È un lavoro di squadra quello che rende vincente il modello toscano di sostegno alla ricerca e all’innovazione, un tassello fondamentale dell’economia occupa in totale 100mila persone, di cui 20mila ricercatori. Lo ha ribadito il presidente della Regione, Enrico Rossi, che dal palco del convegno “La ricerca toscana in scena”, che si è tenuto il 22 novembre al Teatro della Compagnia di Firenze, ha sottolineato la centralità dell’alta formazione nello sviluppo e nella competività della Toscana.

Sul palco sono stati presentati i 20 progetti finanziati grazie all’accordo tra Regione, MIUR e Agenzia per lo sviluppo territoriale, che hanno creato 250 nuovi posti di lavoro, a cui si aggiungeranno altre 6 idee innovative che saranno presto sovvenzionate, come ha annunciato Rossi.
“Agli oltre cinquanta milioni di fondi nazionali ed europei che hanno consentito di finanziare venti progetti, ne aggiungiamo altri 8 della Regione e così sei ulteriori progetti si sbloccheranno e potranno partire – spiega Rossi – il nostro modello non è quello dell’autonomia o dell’autarchia, perché non vogliamo fare da soli e sulla ricerca è importante invece il lavoro di squadra e l’integrazione. “ “Al governo – aggiunge – chiediamo semmai una collaborazione rafforzata e un altro accordo di programma come quello che è alla base dei progetti presentati oggi”.

Inoltre la Regione metterà a disposizone delle università e delle piccole imprese i suoi uffici a Bruxelles, per agevolare i rapporti con l’Unione europea. “La Toscana – ricorda Rossi – ha utilizzato 60 milioni di fondi Horizon2020. Non sono pochi: l’Emilia Romagna si ferma ad una quarantina, il Veneto a trentatré.
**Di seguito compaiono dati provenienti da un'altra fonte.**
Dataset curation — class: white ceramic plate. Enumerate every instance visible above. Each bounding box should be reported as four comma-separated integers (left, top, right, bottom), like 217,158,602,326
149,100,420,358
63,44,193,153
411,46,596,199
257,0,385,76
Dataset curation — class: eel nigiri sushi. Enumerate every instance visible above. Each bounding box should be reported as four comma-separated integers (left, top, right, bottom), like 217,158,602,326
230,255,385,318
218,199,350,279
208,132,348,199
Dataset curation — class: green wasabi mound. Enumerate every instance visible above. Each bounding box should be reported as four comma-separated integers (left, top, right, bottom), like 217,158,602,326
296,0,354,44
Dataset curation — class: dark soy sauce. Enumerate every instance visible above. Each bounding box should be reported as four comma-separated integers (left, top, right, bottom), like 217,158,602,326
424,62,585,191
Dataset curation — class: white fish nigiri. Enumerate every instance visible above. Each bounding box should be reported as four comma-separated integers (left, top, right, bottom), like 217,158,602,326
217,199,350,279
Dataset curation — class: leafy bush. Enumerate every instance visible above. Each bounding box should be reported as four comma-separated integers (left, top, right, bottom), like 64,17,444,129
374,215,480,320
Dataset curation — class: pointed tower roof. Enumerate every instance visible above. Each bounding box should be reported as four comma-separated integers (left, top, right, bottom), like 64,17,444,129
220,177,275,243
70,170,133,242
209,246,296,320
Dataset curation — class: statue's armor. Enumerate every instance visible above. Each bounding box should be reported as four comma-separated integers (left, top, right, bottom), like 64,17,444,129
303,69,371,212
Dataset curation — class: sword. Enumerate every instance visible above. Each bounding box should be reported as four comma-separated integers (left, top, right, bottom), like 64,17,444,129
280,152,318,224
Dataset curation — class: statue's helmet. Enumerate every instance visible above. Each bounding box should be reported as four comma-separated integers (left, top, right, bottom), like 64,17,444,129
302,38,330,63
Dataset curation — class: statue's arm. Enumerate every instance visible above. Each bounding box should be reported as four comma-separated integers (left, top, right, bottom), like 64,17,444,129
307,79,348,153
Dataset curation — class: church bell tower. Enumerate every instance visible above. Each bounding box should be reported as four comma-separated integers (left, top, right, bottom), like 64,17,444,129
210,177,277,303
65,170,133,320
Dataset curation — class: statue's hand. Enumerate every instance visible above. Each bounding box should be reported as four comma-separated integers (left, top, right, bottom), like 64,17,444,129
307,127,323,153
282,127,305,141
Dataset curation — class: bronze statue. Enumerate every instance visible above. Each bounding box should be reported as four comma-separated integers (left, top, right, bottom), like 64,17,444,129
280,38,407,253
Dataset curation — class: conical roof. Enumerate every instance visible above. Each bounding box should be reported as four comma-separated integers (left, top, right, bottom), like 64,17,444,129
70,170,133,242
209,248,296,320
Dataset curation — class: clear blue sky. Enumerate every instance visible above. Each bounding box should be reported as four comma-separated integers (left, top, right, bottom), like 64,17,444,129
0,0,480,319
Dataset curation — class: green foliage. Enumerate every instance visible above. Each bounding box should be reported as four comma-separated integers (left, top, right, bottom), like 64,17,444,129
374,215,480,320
E’ merito del grande valore dei nostri ricercatori, università e centri di ricerca”.
Quelle idee e ricerche però non sempre diventano brevetti industriali: un limite, un cruccio non solo toscano ma italiano, la sindrome di Marconi. E così il presidente della Toscana rilancia l’iniziativa di un ufficio che aiuti il mondo della ricerca a brevettare i propri progetti. “Ne stiamo discutendo con le università e i centri di ricerca e ci stiamo lavorando”.